C. Inspection after or Completion of Welding: 

  • 1. Find out of determine properties and weld quality of a weld object. 
  • 2. Find out suitability of weldment with the help of: 
    • i. Destructive testing, and 
    • ii. Non destructive testing.  

Q5. Discuss in brief about salt spray test for testing corrosion.


  • 1. A common corrosion test technique to evaluate the corrosion resistance of materials and surface coatings is the salt spray test.
  • 2. Often, the materials being examined are metallic and have a surface coating that is meant to protect the underlying metal from corrosion.
  • 3. To assess if the coating is suitable for use as a protective finish, coated samples undergo an accelerated corrosion test that causes a corrosive attack.
  • 4. After a predetermined amount of time, corrosion goods’ appearance is assessed.
  • 5. The length of the test depends on how well the coating resists corrosion; generally speaking, the better the coating resists corrosion, the longer the testing period is before deterioration appears.
  • 6. Popularity of salt spray testing is attributed to its affordability, speed, high level of standardization, and dependability.
  • 7. Phosphorylated surfaces, zinc and zinc alloy plating, chromium, nickel, and organic coatings are typically tested with salt spray.

Q6. What do you understand by scanning electron microscope (SEM) ?

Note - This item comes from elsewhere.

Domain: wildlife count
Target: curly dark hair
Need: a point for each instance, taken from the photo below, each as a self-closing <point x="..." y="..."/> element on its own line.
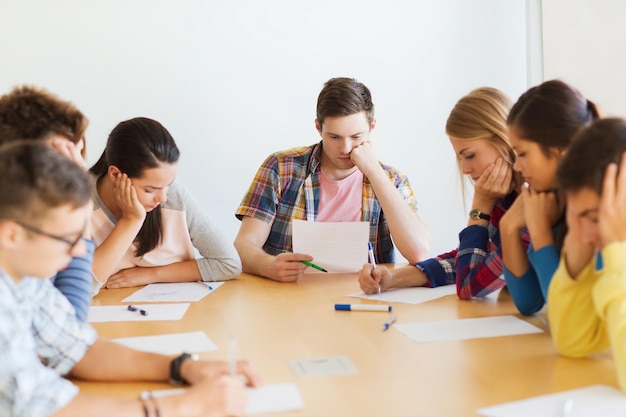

  • 1. A scanning electron microscope is a kind of electron microscope that scans the surface of a material to obtain images of it.
  • 2. As the electrons contact with the atoms in the sample, different signals emerge that provide details about the sample’s surface topography and composition.
  • 3. An image is created by combining the intensity of the detected signal with the position of the electron beam as it is scanned in a raster scan pattern.
  • 4. In SEM, secondary electron detectors are used to catch secondary electrons that atoms stimulated by the electron beam produce.
  • 5. Specimen topography influences, among other things, the quantity of secondary electrons that may be detected and, consequently, the signal intensity.